Kyrgyz President Kurmanbek Bakiyev won a second term in Thursday’s election, taking 83 percent of the vote, official results said. But the opposition is crying fraud and the election has come under sharp international criticism.
“This was not an election, it was shameless deception,” Bakyt Beshimov, campaign manager for the main opposition candidate, said on Saturday. “We are ready to organize meetings and protests against this outrage and disgrace.”
The United People’s Movement said in a statement that protest rallies “against the thieves of our votes” would begin on Wednesday.
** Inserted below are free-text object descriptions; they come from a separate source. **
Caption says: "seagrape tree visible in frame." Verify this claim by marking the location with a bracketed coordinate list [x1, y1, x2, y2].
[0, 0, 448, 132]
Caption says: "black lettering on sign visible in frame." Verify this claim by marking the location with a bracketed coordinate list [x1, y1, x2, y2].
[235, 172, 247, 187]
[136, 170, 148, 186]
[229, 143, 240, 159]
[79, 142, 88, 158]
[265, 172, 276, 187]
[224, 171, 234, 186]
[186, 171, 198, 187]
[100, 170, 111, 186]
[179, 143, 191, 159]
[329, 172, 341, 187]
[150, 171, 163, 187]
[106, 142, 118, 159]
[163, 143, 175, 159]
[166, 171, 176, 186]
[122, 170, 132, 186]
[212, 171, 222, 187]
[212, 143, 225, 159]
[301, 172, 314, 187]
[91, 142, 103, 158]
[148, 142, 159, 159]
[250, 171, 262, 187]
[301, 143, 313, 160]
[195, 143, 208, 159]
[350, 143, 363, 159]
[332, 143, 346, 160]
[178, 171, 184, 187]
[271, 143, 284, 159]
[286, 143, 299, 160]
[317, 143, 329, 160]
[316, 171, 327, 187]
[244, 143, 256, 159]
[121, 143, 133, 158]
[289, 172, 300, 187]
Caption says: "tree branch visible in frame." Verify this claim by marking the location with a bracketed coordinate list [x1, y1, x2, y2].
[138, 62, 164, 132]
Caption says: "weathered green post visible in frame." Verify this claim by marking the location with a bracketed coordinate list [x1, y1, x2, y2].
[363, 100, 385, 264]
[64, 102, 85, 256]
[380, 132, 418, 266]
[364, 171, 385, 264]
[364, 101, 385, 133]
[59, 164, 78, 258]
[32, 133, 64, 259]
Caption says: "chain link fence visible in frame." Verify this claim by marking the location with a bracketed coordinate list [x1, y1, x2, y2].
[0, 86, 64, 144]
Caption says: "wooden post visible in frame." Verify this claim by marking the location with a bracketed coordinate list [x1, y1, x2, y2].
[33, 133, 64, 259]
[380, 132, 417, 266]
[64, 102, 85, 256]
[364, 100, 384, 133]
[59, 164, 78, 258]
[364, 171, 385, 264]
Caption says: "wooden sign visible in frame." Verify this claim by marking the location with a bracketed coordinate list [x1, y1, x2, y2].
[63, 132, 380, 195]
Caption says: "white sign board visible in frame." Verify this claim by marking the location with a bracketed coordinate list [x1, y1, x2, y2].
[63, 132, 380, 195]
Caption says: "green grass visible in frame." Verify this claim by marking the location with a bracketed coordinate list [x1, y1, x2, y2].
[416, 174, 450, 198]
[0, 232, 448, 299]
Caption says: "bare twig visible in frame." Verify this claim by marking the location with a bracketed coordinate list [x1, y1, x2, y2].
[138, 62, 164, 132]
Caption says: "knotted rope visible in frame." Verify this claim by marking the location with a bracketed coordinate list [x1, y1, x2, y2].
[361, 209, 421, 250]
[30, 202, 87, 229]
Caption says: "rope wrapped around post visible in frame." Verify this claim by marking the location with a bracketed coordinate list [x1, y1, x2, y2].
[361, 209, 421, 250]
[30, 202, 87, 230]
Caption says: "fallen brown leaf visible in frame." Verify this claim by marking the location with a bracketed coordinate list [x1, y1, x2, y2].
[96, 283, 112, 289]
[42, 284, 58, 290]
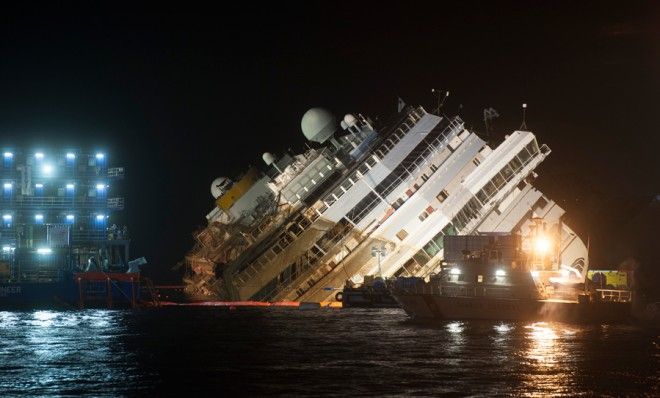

Protests sparked by allegations of fraud in a national election in 2005 led to chaos after demonstrators stormed into the presidential building and forced longtime leader Askar Akayev to flee. He eventually resettled in Russia.
Stability in Kyrgyzstan, a country of 5 million, is of strong interest to both Russia and the US. The country hosts a US air base crucial to operations in Afghanistan and is the focus of competition between Washington and Moscow for regional influence.
Beshimov spoke at a news conference where recordings were played that appeared to show men casting multiple ballots and a single group of voters being transported to numerous voting stations.
Central Elections Commission Chairman Damir Lisovsky said copies of the footage submitted to the authorities had been sent to prosecutors.
“In those polling stations where those types of incidents did indeed take place, we have not recognized the results of the vote,” he said.
Opposition claims of election fraud were lent weight on Friday by the EU’s Organization for Security and Cooperation (OSCE), which said the vote was marred by ballot-box stuffing and widespread irregularities in vote counting.
“We fully agree with the OSCE’s finding that election day was a disappointment,” Beshimov said.
The report said observers rated more than half the vote counts at precincts as not acceptable.
Lisovsky said the elections commission will examine issues raised by the organization’s report, but complained that it appeared to contradict the findings of other international monitoring groups.
Observers from the Commonwealth of Independent States, a group of former Soviet republics, praised the election as “open and free.”